Data Fabric, Data Mesh Distilled
It’s a New Year and a new attitude! A lot has been said about data. As of 2021, 2.5 quintillion bytes of data were generated across the Internet every day and Google processed 20 petabytes which included 3.5 billion search queries daily. Humanity, using the machines we depend on to live, work, and play generate lots and lots of data. All of this data translates into information used to push advertisements, perform credit scoring, find fraud, and more. We generate so much data we have to buy more and more storage and continuously come up with clever ways of tagging, cataloging, and accessing data. The sheer amount of data makes it exceedingly difficult to find the data you need, when you need it. The management consultant, Geoffrey Moore says, “without big data we’re blind and deaf”. Data and information gets generated and captured so fast, that we’re definitely blinded by the sheer volume of the stuff.
“Without big data, you are blind and deaf and in the middle of a freeway.”
-Geoffrey Moore
Every year, companies spend significant resources and invest many hours of manpower to figuring out where to store specific data products and determining who has access to it.
We’re going to start this RIViR Reads year off by talking about two new concepts being considered to solve one of big data’s challenges, data access and control.
The Data Fabric and Data Mesh are two concepts the big data industry are promoting to solve the access and control problem. We’ll start with the Data Fabric.
Data Fabric
A Data Fabric is an architectural idea. A data fabric comprises a unified set of data services that share compute and storage infrastructure, standardized interfaces, and can be accessed the same way whether or not data is kept in the cloud or on-premises. Data Fabrics support different data storage and database technologies. A Data Fabric can host CSVs and other text files like JSON, NoSQL database, and SQL databases. Data Fabrics work by overlaying data access software on top of dedicated data storage devices and services. Data access software created by companies like IBM and Informatica give users the ability to use SQL and NoSQL standards to access underlying data. Data storage devices and services provide standard access to data as if it were hosted on-premises, in multiple clouds, or a combination of both.
Data Mesh
We typically think of mesh being made of fabric. You can think of Data Mesh the same way. A Data Fabric can be used to implement a Data Mesh. A Data Mesh is a design pattern for making data more accessible and consumable for end users. The Data Mesh design pattern is based upon approaches used by software developers to create modern, distributed software applications. A Data Mesh splits data into different user domains. Data creators can publish and maintain their data as their needs demand. They can also control the data’s governance, who has access to it and for how long. While users create and maintain their data, technologies are used to make data products easily accessible to customers.

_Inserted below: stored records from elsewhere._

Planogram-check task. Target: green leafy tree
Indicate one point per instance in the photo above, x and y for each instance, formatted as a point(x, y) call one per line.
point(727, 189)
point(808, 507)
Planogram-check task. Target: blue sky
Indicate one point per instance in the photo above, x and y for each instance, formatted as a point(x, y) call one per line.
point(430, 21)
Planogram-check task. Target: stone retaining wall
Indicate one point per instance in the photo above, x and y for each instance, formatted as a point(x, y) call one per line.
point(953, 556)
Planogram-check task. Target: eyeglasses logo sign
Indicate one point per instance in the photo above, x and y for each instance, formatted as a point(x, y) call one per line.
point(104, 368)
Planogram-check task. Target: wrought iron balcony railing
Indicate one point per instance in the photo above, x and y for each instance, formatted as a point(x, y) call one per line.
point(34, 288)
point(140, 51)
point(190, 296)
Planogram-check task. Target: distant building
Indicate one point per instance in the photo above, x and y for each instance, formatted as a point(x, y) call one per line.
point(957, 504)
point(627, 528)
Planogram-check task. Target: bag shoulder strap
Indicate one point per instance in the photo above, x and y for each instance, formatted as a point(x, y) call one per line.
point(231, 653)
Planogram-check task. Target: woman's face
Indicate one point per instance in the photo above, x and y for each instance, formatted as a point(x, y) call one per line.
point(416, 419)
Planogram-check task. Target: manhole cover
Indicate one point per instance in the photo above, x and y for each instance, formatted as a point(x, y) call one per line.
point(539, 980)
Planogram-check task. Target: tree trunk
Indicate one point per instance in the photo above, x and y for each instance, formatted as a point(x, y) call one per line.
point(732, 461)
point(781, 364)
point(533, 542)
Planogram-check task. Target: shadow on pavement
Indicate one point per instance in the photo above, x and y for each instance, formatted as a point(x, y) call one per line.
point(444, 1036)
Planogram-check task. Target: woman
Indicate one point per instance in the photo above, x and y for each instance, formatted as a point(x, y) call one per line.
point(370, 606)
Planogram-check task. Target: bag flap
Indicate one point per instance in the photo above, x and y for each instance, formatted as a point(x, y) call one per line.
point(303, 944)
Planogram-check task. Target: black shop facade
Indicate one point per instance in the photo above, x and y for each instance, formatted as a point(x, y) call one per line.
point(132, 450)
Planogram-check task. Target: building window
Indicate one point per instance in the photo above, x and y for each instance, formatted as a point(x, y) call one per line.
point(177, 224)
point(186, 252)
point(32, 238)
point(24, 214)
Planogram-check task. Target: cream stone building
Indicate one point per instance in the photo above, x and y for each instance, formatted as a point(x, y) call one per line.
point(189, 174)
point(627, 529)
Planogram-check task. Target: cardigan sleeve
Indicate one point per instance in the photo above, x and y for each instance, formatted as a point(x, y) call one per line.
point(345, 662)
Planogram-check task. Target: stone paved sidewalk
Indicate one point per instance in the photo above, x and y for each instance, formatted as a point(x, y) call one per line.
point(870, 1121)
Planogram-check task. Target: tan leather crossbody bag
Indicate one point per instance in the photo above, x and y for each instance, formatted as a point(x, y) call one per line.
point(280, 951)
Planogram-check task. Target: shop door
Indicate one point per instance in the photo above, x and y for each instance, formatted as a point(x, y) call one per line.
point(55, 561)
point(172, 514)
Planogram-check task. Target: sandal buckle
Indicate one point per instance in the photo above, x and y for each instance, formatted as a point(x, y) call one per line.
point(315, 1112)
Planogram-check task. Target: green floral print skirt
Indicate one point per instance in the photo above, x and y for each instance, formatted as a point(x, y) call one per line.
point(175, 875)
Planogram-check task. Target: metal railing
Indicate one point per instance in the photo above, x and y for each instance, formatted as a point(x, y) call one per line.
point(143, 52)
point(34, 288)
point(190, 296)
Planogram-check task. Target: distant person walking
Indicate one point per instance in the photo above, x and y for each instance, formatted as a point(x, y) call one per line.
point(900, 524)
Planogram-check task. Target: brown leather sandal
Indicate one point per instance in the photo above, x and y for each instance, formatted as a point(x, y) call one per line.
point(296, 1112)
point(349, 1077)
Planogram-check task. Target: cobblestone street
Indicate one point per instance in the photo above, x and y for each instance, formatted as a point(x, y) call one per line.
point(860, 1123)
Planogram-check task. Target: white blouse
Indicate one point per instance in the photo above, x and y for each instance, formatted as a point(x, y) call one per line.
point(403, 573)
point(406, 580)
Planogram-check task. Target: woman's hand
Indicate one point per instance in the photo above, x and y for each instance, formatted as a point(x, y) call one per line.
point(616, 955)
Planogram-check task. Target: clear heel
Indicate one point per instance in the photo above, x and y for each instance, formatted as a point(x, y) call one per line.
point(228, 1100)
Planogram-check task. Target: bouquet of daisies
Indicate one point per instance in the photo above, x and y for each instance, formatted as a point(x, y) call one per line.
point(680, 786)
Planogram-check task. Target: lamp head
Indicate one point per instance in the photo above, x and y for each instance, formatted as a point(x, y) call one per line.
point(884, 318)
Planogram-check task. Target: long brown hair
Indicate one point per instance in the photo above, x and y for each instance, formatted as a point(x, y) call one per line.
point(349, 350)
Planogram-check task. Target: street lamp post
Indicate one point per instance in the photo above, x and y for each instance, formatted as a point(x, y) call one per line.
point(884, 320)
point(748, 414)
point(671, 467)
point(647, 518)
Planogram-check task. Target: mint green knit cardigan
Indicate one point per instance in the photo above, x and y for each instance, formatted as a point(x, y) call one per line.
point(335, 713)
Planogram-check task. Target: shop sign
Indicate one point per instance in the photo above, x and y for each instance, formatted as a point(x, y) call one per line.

Data Fabric technologies are used to provide standardized access to data. Data Mesh technologies are used for organizing the data.
The right combination of a Data Fabric architecture and Data Mesh design pattern provide a standardized method for storing, organizing, and controlling how data is created, consumed, and shared with data product users. Data Fabrics and Data Meshes can solve many organizational challenges with data handling. Like with many technologies the key to making these technologies work is careful planning and a methodical rollout. It looks like we’re not going to slow down how much data we generate every day. Data Fabrics and Data Meshes may be the key to helping us avoid blinding ourselves by the constant influx of information.